In writing about the “Nutritional Industrial Complex” and the development of “edible foodlike substances,” journalist Michal Pollan writes in his book "In Defense of Food:"
All of our uncertainties about nutrition should not obscure the plain fact that the chronic diseases that now kill most of us can be traced directly to the industrialization of our food: the rise of highly processed foods and refined grains…the superabundance of cheap calories of sugar and fat produced by modern agriculture…These changes have given us the Western diet that we take for granted: lots of processed foods and meat, lots of added fat and sugar, lots of everything – except vegetables, fruits, and whole grains.
Are we talking about a conspiracy here? Yes, sort of, if the conspiracy is for industry to move us away from eating food that promotes health. But Is the Food Industry actually trying to make us fat? The answer is no. The Food Industry is simply that — an industry, a business that must compete in our economy by employing strategies that are part of a free enterprise system. But there are serious, damaging consequences to this profit-driven system. The bottom line is that you’re an adult. You get to decide what to eat. If you decide to eat unhealthy processed food regularly or occasionally, that's up to you. It’s different with kids, however. They cannot make the same considered decisions that adults supposedly can. We'll have a future post about how the Food Industry uses television and internet commercials, mascots, video games, and promotional products to directly advertise to children.

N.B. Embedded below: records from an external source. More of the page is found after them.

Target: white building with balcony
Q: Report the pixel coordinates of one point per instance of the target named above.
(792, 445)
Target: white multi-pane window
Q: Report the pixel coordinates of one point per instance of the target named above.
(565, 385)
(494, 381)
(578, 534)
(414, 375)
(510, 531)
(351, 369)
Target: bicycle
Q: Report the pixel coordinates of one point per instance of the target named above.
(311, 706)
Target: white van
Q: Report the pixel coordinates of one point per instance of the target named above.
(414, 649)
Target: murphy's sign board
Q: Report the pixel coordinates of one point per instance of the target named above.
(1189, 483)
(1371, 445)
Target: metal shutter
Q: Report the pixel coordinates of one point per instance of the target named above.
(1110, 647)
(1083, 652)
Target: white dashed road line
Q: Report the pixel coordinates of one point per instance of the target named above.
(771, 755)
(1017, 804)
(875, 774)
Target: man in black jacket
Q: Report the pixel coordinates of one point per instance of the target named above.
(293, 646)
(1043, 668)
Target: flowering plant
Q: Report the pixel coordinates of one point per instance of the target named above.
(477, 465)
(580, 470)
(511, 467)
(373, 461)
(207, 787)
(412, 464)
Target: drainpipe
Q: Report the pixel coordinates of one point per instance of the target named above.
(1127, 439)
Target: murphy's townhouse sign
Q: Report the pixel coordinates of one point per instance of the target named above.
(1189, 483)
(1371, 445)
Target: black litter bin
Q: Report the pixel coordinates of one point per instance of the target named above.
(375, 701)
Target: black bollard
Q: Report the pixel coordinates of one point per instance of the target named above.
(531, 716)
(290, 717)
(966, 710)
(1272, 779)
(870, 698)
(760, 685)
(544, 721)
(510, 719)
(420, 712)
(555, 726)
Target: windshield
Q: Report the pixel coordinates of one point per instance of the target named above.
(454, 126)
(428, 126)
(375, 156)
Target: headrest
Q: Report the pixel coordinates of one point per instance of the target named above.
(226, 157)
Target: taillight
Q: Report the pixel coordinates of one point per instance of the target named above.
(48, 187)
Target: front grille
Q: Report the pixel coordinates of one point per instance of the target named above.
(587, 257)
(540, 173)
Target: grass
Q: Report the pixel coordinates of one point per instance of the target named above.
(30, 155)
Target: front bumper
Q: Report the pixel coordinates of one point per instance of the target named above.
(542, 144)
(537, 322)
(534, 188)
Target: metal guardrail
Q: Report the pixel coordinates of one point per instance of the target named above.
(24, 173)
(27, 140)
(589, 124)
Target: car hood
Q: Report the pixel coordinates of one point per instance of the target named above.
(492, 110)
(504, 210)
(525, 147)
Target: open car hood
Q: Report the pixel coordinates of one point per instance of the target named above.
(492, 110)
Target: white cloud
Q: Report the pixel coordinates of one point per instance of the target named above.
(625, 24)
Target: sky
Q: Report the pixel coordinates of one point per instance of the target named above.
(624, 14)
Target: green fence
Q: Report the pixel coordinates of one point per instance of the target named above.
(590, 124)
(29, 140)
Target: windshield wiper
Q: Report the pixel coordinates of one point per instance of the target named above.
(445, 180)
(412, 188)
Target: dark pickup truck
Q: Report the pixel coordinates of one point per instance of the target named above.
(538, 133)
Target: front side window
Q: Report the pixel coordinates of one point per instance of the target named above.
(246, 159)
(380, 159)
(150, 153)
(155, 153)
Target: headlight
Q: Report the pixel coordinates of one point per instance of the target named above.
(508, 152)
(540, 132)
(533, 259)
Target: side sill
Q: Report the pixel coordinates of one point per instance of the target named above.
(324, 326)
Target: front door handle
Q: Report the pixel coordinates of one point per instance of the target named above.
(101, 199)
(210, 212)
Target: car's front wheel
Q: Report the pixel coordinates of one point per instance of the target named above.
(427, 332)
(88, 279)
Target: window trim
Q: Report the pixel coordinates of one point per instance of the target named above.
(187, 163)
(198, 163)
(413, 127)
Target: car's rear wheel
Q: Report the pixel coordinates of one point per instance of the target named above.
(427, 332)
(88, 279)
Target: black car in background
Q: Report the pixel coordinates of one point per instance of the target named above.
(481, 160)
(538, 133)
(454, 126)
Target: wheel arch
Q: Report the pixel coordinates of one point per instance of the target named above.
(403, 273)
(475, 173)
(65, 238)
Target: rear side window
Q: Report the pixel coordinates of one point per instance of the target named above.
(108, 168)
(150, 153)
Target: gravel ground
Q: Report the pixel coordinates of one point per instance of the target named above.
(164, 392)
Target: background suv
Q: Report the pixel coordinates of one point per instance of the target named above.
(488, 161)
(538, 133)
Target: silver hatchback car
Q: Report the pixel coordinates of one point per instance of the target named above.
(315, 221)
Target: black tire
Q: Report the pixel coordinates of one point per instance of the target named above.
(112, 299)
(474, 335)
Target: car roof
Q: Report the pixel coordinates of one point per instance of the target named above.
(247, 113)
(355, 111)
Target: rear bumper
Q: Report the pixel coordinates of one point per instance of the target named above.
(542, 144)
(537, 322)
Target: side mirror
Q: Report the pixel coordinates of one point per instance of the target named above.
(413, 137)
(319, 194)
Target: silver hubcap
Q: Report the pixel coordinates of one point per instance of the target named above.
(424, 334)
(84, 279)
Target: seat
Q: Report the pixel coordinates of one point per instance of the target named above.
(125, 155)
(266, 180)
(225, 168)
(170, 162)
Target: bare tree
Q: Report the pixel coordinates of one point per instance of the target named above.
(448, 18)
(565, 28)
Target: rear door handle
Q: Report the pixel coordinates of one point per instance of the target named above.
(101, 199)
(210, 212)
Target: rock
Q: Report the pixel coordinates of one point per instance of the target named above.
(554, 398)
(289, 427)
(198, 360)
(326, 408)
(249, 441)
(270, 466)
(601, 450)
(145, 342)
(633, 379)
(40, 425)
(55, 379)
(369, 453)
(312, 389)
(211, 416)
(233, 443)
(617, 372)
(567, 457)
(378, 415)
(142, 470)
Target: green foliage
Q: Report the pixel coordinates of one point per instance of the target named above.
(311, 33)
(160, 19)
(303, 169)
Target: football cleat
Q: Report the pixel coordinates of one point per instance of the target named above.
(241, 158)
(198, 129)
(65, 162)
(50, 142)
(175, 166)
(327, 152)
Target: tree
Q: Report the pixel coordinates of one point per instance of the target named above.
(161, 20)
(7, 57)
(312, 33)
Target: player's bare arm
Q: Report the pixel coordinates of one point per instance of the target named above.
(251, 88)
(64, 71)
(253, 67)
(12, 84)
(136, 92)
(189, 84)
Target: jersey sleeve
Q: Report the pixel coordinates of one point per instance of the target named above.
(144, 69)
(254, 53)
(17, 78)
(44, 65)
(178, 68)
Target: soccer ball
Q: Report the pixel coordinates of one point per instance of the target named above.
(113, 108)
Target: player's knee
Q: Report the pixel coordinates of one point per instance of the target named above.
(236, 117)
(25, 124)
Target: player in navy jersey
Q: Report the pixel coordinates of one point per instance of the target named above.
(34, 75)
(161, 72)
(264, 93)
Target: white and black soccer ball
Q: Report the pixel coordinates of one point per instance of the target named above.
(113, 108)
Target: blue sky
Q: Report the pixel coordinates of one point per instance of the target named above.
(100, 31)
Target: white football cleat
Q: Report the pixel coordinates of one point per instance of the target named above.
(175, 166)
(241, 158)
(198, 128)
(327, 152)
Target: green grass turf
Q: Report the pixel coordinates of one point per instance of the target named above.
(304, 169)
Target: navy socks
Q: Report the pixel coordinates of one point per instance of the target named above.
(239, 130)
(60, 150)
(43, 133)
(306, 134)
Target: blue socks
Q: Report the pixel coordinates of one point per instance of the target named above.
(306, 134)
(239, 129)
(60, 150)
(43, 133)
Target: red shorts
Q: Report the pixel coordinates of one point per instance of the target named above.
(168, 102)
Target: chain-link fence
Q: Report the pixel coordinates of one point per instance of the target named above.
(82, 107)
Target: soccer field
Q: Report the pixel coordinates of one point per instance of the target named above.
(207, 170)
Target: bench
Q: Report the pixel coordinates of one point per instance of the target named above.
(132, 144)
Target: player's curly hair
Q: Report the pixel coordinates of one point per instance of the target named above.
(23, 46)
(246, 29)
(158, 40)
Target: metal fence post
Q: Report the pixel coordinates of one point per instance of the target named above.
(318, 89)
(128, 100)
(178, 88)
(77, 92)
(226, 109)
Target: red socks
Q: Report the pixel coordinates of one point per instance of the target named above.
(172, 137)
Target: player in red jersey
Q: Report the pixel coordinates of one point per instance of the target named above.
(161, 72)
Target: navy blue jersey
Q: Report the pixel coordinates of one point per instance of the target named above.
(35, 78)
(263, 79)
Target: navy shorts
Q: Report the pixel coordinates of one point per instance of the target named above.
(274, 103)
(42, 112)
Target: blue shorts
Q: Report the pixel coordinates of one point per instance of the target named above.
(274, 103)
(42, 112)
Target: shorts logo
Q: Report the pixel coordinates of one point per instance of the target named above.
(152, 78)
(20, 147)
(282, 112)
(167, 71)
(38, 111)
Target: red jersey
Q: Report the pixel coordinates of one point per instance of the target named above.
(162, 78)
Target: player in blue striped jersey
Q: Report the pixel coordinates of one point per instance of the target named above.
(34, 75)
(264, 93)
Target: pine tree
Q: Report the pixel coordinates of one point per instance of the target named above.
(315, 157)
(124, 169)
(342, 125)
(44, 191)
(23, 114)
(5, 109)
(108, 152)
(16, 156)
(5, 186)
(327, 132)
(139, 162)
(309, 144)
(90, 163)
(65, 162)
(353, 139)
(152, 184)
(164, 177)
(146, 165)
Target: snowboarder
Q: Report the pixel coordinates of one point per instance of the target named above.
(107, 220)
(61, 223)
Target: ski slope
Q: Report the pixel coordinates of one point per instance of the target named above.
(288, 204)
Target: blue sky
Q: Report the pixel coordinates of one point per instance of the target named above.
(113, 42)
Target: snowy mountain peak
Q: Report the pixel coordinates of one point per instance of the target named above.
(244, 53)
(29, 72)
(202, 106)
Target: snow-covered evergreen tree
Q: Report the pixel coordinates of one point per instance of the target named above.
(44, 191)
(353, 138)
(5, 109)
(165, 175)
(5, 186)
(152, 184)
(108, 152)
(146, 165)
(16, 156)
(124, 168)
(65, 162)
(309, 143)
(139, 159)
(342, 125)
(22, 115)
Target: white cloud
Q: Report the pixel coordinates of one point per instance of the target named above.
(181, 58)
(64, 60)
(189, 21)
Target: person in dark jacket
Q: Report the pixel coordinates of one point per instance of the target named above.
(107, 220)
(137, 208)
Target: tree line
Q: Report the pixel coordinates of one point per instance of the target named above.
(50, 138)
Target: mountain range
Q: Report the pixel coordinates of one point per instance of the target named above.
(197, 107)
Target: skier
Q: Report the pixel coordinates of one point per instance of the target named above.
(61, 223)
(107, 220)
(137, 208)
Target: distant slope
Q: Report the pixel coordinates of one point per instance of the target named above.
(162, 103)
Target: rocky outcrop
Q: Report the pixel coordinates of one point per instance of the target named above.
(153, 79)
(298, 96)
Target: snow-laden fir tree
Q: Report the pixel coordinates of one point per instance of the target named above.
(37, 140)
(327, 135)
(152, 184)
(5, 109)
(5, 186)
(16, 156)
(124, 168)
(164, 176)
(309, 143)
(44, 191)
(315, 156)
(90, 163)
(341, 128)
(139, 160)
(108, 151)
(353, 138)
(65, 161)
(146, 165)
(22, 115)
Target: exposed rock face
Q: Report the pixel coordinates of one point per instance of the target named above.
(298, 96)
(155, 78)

Janice — And let’s not even get started talking about that particularly heinous invention, the jaw-droppingly unhealthy Lunchable, which — God forgive me — I used to offer to my kids. I know that someone is definitely going to hell for that product. The tagline for Lunchables is “add fun to their lunchtime.” Guess what, Food Industry executives? Childhood obesity is not fun. I accept that the Food Industry is a business that has responsibilities to its stockholders. But aren’t there other stakeholders, too? At the very least, is there no responsibility to our children?
Here's what we suggest: eat as much unprocessed, non-manufactured food as possible. Easier said than done, we realize. Convenient, delicious, unhealthy food is ubiquitous. In a fascinating book "The Evolution of Obesity," the authors remark, “We evolved on the savannahs of Africa; we now live in Candyland.” Let's keep evolving.
(1) Ludwig DS. Lifespan Weighed Down by Diet. JAMA.2016; 315(21):2269-70.
(2) Kearns CE et al. Sugar industry and coronary heart disease research: a historical analysis of internal industry documents. JAMA Int Med doi:10.1001/jamainternmed 2016:E1-E6.
(3) Gross LS. Increased consumption of refined carbohydrates and the epidemic of type 2 diabetes in the United States; an ecologic assessment. Am J Clin Nutr 2004; 79(5):774-9.